И вот настало лето. Дни длились дольше, солнце светило чуть ярче и давало больше тепла, чем прежде, но всё же в этих краях было куда холоднее, чем в Бьёльне. Генрих помнил, как долго и неохотно привыкал к такой погоде, будучи оруженосцем, зато потом, по возвращении домой, так же долго и неохотно привыкал к погоде бьёльнской. Воздух ему казался жарким и душным, он скучал по прохладе, дождям, снегам и морозам. Этого всего в Бьёльне тоже было предостаточно, но обычно и снега там выпадало меньше, и морозы стояли не такие крепкие, и лето пригревало сильнее, чем в Нолде.

В этом году привыкать к холодам почти не пришлось. Будто и не было тех десяти лет, что отделяли его нынешнего, двадцатисемилетнего лорда, властителя целого аллода, от юноши восемнадцати лет, едва принявшего рыцарские обеты и получившего шпоры. И меч… Тот прекрасный, но неудобный меч лорда Джеймса, который остался в Айсбурге. Странно, что лорд Коллинз о нём не вспомнил и не спросил во время встречи на тракте — Генрих уже готов был извиняться и оправдываться, но не пришлось.

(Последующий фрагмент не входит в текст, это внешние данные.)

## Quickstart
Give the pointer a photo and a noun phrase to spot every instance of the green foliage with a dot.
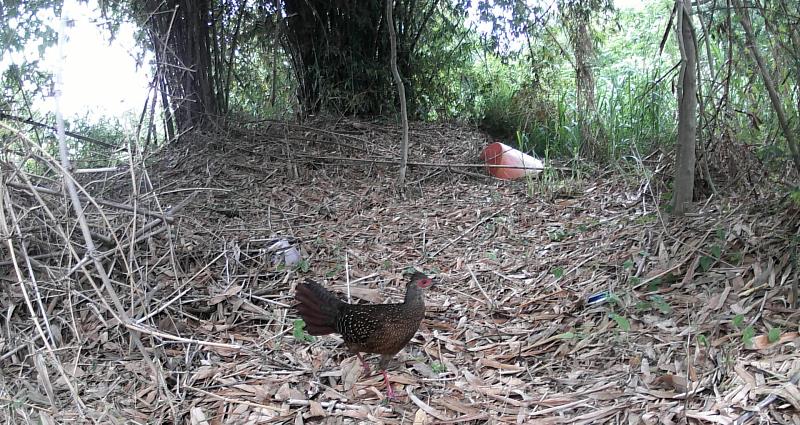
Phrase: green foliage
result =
(774, 335)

Настал биржелис*, первый месяц лета, время цветения анемонов и горечавки, ярких синих колокольчиков и белоснежных ландышей, вишни и яблонь. Вокруг Клауда расстилались поля, напоминавшие цветные ковры, и из леса пахло по большей части свежестью, листвой и хвоей, нежели гарью, как было весной. И всё чаще в Клауд дозорные отряды возвращались ни с чем, отчитываясь, что никого не нашли, всё реже из сторожевых башен поступали сведения об обнаруженных фуражирах. Генрих был рад: кажется, им удалось отпугнуть фарелльцев, отвадить их от захваченных территорий, заставить сгруппироваться в их лагере и не покидать его так часто, как раньше.

Значит, пришло время для новой битвы.

Ждать, когда с северо-запада вернутся нолдийцы, а с востока — шингстенцы, было некогда. Фарелльцев осталось не так много, и имеющейся армии Бьёльна должно хватить, чтобы отогнать их к северу, к Ледяному мосту. Генрих предполагал, что к тому моменту враг уж наверняка дождётся подкрепления, но и к ним тоже придёт подмога… Может, тогда-то и состоится решающий бой и они смогут окончательно прогнать захватчиков с этой земли.

Был отдан приказ приводить в боевую готовность отряды со сторожевых башен. Тот отряд, что обошёл ставку фарелльцев с севера, уже давно ждал сигнала. Разумеется, в Клауде тоже спокойствием и не пахло: Генрих велел готовить подкрепление на случай, если и эта битва начнёт обращаться не в их пользу. Но нет, на этот раз они не проиграют.

Он не проиграет.

Властитель Бьёльна и ученик лорда Коллинза попросту не имеет права продуть этот проклятый бой, к которому он так долго и тщательно готовился. Не могут провалиться его сложные планы, на продумывание которых ушла не одна ночь.

Генрих снова начал ощущать эту удушающую злость, но уже сам не знал, на кого или на что она была направлена.

День битвы выдался пасмурным, тревожным. По небу плыли серые облака, ветер шевелил листву и травы, слышалось бряцанье оружия и чьи-то громкие разговоры — солдаты из засадного полка гадали, пойдут они сегодня в бой или нет. Генрих тоже гадал, жалея и раздражаясь, что не может сказать точно. Тревожило это ощущение, что ты не в битве, что ты сейчас должен быть не здесь, а в гуще сражения — кромсать своих врагов… И тогда, во время первой битвы, тоже… Может, тогда бы всё было иначе. И им не пришлось бы сейчас строить сверхсложных планов, чтобы как-то исправить ситуацию.